What I heard myself using as an excuse with him was the holidays, and that my brother in law had died suddenly and I’ve been very focused on my older sister, Heather.
But as I was saying it. It felt like an excuse. And it’s a good excuse. It’s very very true. But my gut feeling is that I was using that excuse because it wasn’t the most convenient job I have. I have been spending a day a week with Heather just helping her with life in general and that’s a big change But that’s one day out of my week. I had the time, it was just more convenient to not pick that project back up.
This last week my husband Eric asked me about Toastmasters. I again heard myself say well when Steve (that’s my brother in law) died toastmasters just fell off my radar.
So there I was again, using that same excuse for the reason I dropped off going to Toastmasters. Something that really brought me joy but also a lot of discomfort. Toastmasters is on Friday mornings at 7am. Zero reason for me not to be picking that back up. Of course missing a few when my brother in law died was a must. At this point the excuse is no longer valid. I’m using it for convenience.

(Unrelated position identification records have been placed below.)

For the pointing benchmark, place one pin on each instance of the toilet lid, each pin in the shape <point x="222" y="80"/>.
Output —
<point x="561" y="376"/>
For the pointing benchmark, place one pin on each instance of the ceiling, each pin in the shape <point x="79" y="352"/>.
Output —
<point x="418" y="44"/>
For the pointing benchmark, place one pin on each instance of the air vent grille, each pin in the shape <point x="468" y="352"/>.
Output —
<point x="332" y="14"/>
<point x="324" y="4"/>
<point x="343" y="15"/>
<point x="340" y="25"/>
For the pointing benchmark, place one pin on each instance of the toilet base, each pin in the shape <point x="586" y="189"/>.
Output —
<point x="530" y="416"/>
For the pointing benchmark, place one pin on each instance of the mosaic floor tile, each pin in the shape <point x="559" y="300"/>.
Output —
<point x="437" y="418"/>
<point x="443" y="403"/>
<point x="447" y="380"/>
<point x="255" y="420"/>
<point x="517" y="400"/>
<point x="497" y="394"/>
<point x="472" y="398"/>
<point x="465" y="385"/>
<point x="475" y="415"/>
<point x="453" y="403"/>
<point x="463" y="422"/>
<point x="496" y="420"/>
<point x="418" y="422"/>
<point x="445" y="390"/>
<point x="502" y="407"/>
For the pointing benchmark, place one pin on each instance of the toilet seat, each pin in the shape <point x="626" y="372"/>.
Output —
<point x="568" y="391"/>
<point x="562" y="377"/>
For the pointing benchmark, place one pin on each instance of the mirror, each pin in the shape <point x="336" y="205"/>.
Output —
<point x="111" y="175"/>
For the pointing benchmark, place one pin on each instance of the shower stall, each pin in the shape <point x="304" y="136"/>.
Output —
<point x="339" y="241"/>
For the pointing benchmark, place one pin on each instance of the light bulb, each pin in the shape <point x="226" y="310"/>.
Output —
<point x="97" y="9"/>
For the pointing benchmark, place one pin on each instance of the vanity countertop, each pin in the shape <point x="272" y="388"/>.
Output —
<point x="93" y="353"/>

And look. I know some of you right now are thinking lighten up. Thats hard when you lose a family member. And it is. But it makes it a lot harder when you stop the things that bring you joy and fulfillment and make your life better. I think we have forgotten that there are always going to be hard things that happen in life. Life will be hard And then it’s going to be fun and easy and then it’s going to be hard again. That’s just what 100% of humans go through. So, If we drop good habits every time something hard happens in life, we will have no good habits left. And we will constantly feel like we are fighting an uphill battle because we stop and start good habits so they feel hard all the time.
Maybe you do this with the gym. Going to the gym used to be a chore for me. Now it’s just part of my life that I cannot live without because I’ve done it so consistently without stopping. Even through the hard times I don’t stop exercising, it’s a part of my life. A lot of times it still feels like a chore but it’s nonnegotiable for me. Sometimes we drop things when life gets hard because it’s convenient. Like me dropping toastmasters or a project that’s a little farther away then I prefer.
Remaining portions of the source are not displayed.